In America a new wave of diversity hires that make it
their responsibility to correct or remove problematic members within organisations have swept social networks to new lows... not good for a healthy dialogue and mutual learning where individuals know others better. In France, and beyond, these movements show how much work to be done for real social inclusion. But as their voices get increasingly louder and they claim ever greater social control within society they also risk challenging the industry they fight: that of 'cotton white fashion's racism problem is being resolved or is yet too late, and that the new diversity hiring schemes are just part of a trend of increasing individualism across high end consumer cultures as brands find ways of giving staff choice in this increasingly social world' (Nas, 2015b).
I call it what it is: fashion racism by branding. This has many roots, one which is less discussed and explored than those described, being its negative and often anti white bias and its social consequences (Bondanella & Seccat, 2014).
A brand has a brand. There are rules of branding.

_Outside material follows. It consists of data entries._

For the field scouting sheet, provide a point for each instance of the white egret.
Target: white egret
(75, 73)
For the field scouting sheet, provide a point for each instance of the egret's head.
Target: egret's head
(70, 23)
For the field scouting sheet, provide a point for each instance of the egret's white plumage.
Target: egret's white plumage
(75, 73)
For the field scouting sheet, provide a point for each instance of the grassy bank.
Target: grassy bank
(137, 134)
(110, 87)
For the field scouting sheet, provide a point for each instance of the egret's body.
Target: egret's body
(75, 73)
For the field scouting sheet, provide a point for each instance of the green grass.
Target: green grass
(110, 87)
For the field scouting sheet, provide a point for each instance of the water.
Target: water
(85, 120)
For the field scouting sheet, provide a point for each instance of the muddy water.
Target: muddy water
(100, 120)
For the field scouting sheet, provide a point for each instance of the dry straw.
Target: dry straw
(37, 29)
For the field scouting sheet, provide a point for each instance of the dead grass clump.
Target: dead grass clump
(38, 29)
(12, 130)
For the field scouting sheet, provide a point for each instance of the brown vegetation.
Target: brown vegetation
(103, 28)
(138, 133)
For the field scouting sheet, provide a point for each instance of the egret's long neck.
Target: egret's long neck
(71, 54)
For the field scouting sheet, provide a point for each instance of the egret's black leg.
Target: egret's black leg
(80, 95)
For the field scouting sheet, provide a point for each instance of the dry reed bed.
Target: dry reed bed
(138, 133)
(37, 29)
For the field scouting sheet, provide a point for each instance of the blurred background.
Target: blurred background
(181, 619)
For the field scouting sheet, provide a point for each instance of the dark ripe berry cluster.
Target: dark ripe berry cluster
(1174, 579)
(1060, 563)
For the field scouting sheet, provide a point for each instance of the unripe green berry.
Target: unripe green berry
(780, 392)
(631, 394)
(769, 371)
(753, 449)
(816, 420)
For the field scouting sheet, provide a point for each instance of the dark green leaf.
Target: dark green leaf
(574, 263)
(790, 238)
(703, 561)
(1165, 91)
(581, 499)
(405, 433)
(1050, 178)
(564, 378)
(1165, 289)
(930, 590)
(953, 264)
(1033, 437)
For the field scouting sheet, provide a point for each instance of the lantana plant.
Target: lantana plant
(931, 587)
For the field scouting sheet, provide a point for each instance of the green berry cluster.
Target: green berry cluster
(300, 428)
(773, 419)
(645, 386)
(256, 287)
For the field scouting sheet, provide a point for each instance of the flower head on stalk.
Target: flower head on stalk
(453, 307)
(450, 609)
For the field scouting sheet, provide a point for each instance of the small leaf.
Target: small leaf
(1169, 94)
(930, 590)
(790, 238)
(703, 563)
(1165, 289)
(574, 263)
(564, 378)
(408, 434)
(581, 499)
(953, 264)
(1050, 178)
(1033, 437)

As we speak brand culture can tell us, if all others cannot
'a brand defines an organization as opposed only to society…the consumer has a deep and exclusive set of values and perceptions… a society and all else as well as a brand is therefore fundamentally differentiated 'in virtue of who's values align with one another' and so too are brand ambassadors differentiated from the society to which a culture represents' for good or ill… 'that society's identity may lie in any of one
's individualistic pursuits and self interests and no particular pursuit and self interest are to be encouraged in a brand, at its expense'- Jørster (1994 p. 16)'
In the era of branding and online, you're seeing it's more intense... we're finding things you were least expecting. One example.